By Michael Gentithes, Visiting Assistant Professor, Chicago-Kent College of Law.
The smartphones we carry in our pockets radically simplify our lives, reducing hour-long tasks to seconds and eliminating the need to separately carry a camera, map, book, and audio player. But should they also enable the government to access months of records of everywhere someone went while carrying a phone?

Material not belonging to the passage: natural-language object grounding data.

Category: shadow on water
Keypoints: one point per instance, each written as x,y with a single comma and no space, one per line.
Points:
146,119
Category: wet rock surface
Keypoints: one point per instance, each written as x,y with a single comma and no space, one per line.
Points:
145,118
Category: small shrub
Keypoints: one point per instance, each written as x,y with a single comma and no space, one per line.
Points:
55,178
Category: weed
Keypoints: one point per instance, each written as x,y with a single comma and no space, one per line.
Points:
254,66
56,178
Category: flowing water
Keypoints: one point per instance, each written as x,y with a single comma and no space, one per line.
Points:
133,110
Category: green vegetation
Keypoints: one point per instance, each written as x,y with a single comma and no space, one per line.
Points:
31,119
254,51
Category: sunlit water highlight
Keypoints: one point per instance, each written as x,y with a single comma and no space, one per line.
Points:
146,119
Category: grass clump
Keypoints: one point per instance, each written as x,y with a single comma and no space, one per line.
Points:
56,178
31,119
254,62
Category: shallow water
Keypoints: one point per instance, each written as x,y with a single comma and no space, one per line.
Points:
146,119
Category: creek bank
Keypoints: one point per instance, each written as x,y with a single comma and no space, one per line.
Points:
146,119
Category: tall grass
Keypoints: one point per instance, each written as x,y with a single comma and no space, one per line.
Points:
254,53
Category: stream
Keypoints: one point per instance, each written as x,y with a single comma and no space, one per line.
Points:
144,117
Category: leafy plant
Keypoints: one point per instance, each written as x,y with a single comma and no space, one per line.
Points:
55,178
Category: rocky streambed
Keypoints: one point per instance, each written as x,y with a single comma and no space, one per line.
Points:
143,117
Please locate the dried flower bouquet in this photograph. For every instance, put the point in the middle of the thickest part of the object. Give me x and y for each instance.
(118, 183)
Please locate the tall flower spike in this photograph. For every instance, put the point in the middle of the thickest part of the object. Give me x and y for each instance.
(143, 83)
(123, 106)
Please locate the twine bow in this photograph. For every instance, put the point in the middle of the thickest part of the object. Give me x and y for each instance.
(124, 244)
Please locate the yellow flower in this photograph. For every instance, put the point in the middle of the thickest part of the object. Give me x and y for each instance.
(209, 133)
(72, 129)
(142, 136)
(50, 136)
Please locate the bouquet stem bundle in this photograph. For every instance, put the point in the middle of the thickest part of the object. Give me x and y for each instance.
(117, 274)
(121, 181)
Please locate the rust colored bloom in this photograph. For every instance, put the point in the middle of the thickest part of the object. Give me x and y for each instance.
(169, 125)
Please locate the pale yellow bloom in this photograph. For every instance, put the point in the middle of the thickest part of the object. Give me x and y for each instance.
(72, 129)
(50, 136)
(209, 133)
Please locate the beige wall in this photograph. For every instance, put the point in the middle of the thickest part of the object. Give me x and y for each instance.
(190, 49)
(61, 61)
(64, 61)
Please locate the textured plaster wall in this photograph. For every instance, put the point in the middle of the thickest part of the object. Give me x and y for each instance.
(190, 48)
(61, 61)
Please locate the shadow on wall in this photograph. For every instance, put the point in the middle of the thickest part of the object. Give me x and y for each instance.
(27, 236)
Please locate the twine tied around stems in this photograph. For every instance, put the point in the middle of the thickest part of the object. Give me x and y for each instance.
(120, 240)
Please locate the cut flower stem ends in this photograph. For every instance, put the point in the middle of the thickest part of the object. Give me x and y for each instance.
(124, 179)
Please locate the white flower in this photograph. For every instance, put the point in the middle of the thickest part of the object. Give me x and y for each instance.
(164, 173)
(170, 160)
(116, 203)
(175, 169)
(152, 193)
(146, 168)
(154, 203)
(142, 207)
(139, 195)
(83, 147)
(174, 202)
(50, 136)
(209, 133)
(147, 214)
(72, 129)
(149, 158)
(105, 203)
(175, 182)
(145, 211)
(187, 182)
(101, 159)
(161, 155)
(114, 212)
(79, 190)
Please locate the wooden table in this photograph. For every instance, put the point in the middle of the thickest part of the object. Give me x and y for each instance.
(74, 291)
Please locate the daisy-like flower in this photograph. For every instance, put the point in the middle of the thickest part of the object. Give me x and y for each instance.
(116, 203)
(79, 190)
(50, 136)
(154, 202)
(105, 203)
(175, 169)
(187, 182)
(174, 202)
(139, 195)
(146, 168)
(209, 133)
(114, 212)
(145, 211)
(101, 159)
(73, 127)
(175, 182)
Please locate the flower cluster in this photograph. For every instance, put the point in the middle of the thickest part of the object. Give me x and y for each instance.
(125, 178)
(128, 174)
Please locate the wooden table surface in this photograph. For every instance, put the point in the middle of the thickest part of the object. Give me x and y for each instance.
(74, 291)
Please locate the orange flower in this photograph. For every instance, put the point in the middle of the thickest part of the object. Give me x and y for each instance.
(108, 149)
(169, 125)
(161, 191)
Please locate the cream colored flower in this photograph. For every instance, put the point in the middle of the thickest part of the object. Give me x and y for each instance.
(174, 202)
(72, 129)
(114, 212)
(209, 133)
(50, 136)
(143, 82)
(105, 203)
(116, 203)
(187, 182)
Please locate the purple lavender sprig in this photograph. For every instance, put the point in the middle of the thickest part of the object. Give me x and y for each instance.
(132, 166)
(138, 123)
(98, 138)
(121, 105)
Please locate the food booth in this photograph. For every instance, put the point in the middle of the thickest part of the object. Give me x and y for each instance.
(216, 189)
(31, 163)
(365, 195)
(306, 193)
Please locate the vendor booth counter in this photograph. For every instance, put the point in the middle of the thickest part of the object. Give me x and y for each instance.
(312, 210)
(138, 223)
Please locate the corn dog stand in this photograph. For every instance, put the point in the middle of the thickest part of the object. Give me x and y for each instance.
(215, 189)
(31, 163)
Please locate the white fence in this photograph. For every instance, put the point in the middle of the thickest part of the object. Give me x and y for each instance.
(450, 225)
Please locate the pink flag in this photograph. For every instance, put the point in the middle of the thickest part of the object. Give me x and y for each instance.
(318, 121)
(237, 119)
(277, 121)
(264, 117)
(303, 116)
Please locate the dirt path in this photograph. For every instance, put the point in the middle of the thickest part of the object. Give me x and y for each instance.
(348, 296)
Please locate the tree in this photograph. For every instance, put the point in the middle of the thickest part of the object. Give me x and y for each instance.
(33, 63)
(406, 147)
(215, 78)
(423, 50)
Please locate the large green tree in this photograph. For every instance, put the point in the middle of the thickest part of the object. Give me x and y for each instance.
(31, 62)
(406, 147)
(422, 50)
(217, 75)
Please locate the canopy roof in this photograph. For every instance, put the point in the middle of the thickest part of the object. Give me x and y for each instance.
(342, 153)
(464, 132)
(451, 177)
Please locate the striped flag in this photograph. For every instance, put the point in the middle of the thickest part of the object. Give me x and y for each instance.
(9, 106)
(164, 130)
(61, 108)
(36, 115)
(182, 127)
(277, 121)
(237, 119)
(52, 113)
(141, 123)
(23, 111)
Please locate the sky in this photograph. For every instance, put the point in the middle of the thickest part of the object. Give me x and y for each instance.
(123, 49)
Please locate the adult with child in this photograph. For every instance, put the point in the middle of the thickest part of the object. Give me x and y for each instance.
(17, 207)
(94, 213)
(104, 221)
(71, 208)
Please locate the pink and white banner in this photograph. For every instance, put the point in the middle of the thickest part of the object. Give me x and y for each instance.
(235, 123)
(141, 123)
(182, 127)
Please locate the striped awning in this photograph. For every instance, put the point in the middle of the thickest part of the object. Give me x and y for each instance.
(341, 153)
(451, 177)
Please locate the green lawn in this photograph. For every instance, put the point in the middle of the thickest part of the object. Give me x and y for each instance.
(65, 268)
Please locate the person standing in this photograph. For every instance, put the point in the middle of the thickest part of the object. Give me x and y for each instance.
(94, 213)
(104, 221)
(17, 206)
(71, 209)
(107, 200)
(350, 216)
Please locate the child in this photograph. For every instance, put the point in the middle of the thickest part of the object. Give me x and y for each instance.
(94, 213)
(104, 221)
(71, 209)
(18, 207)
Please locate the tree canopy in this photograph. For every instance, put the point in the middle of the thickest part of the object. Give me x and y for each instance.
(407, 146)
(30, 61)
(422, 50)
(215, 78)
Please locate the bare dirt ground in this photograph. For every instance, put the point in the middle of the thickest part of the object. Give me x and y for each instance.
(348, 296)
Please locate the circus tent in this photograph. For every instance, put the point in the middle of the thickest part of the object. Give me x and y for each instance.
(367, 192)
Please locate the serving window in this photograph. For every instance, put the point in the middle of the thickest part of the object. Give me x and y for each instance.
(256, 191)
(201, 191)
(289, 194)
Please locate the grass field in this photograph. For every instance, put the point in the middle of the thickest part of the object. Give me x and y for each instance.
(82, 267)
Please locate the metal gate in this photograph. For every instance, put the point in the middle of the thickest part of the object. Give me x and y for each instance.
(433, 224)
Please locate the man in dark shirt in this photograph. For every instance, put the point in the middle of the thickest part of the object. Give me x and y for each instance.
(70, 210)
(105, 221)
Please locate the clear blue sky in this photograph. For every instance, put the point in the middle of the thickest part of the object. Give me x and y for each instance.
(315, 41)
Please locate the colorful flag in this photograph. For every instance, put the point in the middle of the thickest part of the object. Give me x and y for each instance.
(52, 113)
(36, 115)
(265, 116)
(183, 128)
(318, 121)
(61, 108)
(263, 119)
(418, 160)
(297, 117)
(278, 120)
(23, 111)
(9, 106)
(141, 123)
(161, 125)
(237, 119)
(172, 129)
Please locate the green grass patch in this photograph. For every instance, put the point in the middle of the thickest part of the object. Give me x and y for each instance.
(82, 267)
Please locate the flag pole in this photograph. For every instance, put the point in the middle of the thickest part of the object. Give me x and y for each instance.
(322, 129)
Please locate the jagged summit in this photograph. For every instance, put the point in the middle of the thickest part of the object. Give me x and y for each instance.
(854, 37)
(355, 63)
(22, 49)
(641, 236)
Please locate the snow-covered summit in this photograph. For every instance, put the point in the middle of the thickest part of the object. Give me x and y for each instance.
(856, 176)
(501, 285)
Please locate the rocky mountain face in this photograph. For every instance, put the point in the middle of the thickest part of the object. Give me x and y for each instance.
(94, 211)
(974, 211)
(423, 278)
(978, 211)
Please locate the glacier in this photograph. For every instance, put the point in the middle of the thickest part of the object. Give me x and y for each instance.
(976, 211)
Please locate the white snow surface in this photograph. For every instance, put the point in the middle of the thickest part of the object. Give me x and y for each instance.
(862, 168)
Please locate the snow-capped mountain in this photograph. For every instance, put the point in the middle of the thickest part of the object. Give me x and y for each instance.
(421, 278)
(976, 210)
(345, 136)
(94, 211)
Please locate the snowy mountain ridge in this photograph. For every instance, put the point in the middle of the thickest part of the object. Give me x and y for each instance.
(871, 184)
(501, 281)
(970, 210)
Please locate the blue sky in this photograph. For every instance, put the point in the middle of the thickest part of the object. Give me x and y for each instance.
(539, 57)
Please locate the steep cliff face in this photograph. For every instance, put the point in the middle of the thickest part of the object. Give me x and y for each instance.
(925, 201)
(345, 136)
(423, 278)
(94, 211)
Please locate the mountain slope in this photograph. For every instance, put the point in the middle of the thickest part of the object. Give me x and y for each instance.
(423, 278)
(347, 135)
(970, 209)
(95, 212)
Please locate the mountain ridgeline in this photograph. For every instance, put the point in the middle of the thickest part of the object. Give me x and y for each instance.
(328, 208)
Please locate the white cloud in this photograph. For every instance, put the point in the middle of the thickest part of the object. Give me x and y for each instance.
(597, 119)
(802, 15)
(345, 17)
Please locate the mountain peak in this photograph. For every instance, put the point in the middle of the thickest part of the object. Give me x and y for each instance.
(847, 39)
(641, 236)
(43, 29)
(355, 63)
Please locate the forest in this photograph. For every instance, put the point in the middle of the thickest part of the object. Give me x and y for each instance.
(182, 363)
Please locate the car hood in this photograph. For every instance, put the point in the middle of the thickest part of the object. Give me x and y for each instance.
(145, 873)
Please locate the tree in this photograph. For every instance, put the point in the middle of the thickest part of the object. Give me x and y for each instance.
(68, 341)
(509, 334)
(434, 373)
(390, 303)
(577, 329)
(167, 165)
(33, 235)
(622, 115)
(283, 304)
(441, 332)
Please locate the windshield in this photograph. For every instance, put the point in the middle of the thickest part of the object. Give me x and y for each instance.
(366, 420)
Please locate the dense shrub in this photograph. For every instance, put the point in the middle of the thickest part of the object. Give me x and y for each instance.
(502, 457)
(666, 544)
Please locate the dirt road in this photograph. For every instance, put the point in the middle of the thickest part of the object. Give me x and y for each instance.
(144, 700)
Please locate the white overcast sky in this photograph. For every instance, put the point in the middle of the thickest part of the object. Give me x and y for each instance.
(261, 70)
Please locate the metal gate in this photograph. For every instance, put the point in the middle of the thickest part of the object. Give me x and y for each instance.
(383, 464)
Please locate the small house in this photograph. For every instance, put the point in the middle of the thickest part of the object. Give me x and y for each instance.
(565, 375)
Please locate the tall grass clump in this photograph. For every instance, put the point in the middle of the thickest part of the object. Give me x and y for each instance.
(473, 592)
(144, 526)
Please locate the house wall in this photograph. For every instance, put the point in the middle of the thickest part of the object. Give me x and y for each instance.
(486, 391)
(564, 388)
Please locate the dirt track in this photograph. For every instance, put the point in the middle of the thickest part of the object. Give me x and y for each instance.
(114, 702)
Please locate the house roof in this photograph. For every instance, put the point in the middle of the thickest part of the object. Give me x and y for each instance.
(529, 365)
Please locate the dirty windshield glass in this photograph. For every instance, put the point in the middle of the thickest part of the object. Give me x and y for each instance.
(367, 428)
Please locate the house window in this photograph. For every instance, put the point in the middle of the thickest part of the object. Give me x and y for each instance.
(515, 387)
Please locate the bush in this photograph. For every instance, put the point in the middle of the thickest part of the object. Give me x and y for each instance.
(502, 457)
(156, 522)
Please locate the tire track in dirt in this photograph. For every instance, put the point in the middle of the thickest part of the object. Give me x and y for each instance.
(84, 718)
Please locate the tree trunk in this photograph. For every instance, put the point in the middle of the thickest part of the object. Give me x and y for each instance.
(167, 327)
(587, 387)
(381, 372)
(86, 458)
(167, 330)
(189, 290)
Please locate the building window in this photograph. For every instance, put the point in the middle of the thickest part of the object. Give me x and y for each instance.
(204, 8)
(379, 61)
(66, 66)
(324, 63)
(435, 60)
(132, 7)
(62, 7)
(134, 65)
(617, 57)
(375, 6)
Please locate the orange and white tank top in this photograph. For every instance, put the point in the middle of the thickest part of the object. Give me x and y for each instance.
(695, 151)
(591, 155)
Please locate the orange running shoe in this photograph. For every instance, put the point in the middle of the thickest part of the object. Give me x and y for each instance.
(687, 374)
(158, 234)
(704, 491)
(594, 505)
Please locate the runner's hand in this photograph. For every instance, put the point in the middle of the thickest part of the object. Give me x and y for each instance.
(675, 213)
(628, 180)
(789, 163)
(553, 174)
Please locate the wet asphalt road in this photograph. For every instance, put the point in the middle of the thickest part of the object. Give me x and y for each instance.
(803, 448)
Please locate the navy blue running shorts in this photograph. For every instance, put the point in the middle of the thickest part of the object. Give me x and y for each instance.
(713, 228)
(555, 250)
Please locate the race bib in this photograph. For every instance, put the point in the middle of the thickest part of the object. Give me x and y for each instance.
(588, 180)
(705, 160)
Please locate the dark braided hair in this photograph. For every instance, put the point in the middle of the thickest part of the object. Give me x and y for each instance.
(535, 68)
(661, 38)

The Supreme Court recently considered that question when it heard oral arguments in the much-anticipated case of Carpenter v. United States. Specifically at issue was the government’s warrantless collection, for 127 days, of a robbery suspect’s “cell site location information”—data showing which cell phone tower the suspect’s phone accessed at particular times, and hence roughly where the suspect was. A bigger principle was also at issue: the claim that when we reveal information about ourselves to third party service providers, we relinquish any expectation that the information is private and will not be accessible to government investigators. That principle, known as the “third-party doctrine,” previously led the Court to permit the warrantless collection of the numbers we dial in our phones (Smith v. Maryland (1979)) and the financial information we disclose to a bank (United States v. Miller (1976)). The question Carpenter asks is whether that doctrine extends to the networked world, and to the government’s collection of data we routinely reveal to technological third parties about our location, shopping preferences, reading habits, and more.
That question matters. Though some might be untroubled by massive data dragnets because they feel they have nothing to hide, concerns about the information we reveal to third parties today extends to more than just embarrassing facts. The complete details of our daily thoughts and actions might be accessible to any government agent willing to look. By creating additional copies of that information, the government generates added opportunities for hackers—or internal whistleblowers—to access and publicize it. That possibility should startle the guilty and innocent alike.
During the Carpenter oral arguments, many of the Justices appeared sympathetic to such privacy concerns. But they failed to coalesce around a guiding principle. Though they acknowledged the limitations of third-party doctrine—which does not extend to medical information provided to one’s doctor, for instance, or the words a suspect says on the phone after dialing a number—they struggled to explain why that data receives Fourth Amendment protection while dialed phone numbers and financial records do not. And without such an articulable guiding principle, it seems arbitrary to place location data derived from cell phone towers in either the protected or unprotected category.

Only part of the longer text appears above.